Le critiche per "Zombie"
"Zombie” denunciava la situazione di violenza in cui in quegli anni versava l'Irlanda del Nord. La canzone parlava della disumanità e della violenza: gli zombi del testo sono coloro che non vedono, assuefatti come dei morti viventi, incapaci di rendersi conto della violenza senza fine. «La gente dice che non avremmo dovuto scrivere “Zombie”, ma io sono irlandese. Sono un essere umano. Mi è permesso provare sentimenti per l’Irlanda del Nord, così come mi è permesso provare sentimenti per quello che sta succedendo in Bosnia. Li esprimo nelle mie canzoni. Sta alla gente decidere se ascoltarle o meno», spiegava nelle interviste Dolores O’Riordan. “Zombie” era senza dubbio il brano più apertamente politico e impegnato di “No need to argue”, ma il disco conteneva anche altri brani che, seppur in modo meno diretto, toccavano temi sociali o culturali. “Yeats’ grave”, ad esempio, era un omaggio al poeta irlandese W.B. Yeats che poi si allargava fino a diventare un tributo alle radici irlandesi della band, a sottolineare - con una vena patriottica - il valore della memoria artistica e nazionale. “The icicle melts” era ispirata al rapimento e all’omicidio del piccolo James Bulger, caso di cronaca nera che nel 1993 scosse il Regno Unito: una riflessione sociale dura e critica che parlava dell’orrore della violenza sui bambini.

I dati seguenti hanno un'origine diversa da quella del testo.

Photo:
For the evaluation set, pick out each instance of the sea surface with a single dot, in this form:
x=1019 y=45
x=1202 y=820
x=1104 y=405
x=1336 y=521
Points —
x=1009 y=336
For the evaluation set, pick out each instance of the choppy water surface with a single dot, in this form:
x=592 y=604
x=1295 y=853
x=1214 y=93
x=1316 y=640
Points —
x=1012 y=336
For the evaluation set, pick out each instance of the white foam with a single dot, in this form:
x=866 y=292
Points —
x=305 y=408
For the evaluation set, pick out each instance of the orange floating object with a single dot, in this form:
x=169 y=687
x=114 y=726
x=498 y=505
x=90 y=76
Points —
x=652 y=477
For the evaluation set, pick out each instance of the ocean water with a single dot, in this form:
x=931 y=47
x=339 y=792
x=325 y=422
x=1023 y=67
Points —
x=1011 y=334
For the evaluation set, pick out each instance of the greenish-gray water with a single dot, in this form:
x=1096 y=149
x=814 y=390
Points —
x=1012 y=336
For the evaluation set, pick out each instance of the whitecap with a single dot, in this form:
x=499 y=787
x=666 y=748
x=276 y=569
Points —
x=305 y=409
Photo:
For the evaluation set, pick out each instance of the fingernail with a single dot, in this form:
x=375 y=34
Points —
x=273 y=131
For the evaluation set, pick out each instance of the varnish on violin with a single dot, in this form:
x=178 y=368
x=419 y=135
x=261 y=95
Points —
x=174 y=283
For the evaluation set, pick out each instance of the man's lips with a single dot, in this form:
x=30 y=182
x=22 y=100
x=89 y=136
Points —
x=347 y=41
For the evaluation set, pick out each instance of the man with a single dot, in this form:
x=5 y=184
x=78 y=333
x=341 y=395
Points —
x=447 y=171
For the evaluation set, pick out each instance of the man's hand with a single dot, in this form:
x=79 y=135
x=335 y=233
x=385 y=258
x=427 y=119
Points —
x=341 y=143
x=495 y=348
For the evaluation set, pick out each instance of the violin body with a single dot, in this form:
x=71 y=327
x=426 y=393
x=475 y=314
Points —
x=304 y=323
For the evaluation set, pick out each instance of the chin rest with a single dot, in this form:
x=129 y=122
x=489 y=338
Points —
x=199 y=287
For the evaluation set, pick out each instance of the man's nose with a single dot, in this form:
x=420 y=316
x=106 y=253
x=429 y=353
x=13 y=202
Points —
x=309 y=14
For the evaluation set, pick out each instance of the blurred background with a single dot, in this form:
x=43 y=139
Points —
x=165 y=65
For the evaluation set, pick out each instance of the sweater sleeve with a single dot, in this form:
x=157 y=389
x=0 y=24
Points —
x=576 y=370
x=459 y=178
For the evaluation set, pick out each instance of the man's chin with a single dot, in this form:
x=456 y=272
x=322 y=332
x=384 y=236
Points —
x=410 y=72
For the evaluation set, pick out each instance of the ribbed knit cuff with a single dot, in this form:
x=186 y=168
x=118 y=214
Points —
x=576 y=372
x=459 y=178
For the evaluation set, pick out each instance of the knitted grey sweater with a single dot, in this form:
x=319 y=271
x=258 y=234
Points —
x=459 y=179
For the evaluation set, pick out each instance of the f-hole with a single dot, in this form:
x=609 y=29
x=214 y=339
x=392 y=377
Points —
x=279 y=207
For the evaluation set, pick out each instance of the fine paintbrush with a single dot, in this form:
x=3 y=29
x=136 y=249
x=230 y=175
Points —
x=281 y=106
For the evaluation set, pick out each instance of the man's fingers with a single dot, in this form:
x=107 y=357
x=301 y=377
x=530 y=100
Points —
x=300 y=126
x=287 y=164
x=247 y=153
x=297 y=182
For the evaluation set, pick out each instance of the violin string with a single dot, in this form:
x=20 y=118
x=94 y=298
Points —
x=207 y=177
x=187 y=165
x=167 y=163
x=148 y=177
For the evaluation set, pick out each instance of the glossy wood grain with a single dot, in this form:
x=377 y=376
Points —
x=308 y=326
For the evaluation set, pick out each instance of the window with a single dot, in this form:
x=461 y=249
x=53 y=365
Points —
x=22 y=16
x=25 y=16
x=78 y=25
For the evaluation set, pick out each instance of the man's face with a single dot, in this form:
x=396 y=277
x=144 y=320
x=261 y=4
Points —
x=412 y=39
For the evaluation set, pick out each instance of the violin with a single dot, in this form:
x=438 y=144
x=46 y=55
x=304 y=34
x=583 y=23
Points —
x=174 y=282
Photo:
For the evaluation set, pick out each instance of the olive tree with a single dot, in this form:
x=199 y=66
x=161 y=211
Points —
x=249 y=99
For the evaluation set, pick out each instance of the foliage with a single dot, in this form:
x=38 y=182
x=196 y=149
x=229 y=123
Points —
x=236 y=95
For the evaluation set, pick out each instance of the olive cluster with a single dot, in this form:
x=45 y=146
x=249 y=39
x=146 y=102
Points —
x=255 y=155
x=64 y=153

L'eredità di "No need to argue"
“Zombie” conquistò il primo posto in classifica in Australia, Danimarca, Francia, Belgio, Germania, raggiunse la vetta della classifica Alternative Airplay di Billboard, e fu premiata come "Song of the Year" agli MTV Europe Music Awards del 1995. La speciale confezione in vinile da tre lp in edizione limitata di “No need to argue” include una demo inedita di "Zombie", registrazioni live di Woodstock '94 e l'MTV Unplugged della band, trasmesso originariamente il 18 aprile 1995. «Fu un onore partecipare all'MTV Unplugged e sono davvero orgoglioso che le nostre canzoni non avessero bisogno di tutti i fronzoli che si trovano in studio per suonare meglio. Funzionavano altrettanto bene, essenziali e suonate in acustico», riflette a distanza di trent’anni Lawler. “No need to argue” viene spesso citato come l'album che ha contribuito a consolidare la musica irlandese a livello mondiale: «Credo davvero che ciò che spinge le persone ad ascoltare i Cranberries sia l'onestà della loro musica - affermava Dolores O’Riordan - alcuni fan chiedono: “Non ti imbarazza cantare di queste cose?”. Ma io rispondo: “È questo che mi rende quello che sono. Non cambierò per nessuno”».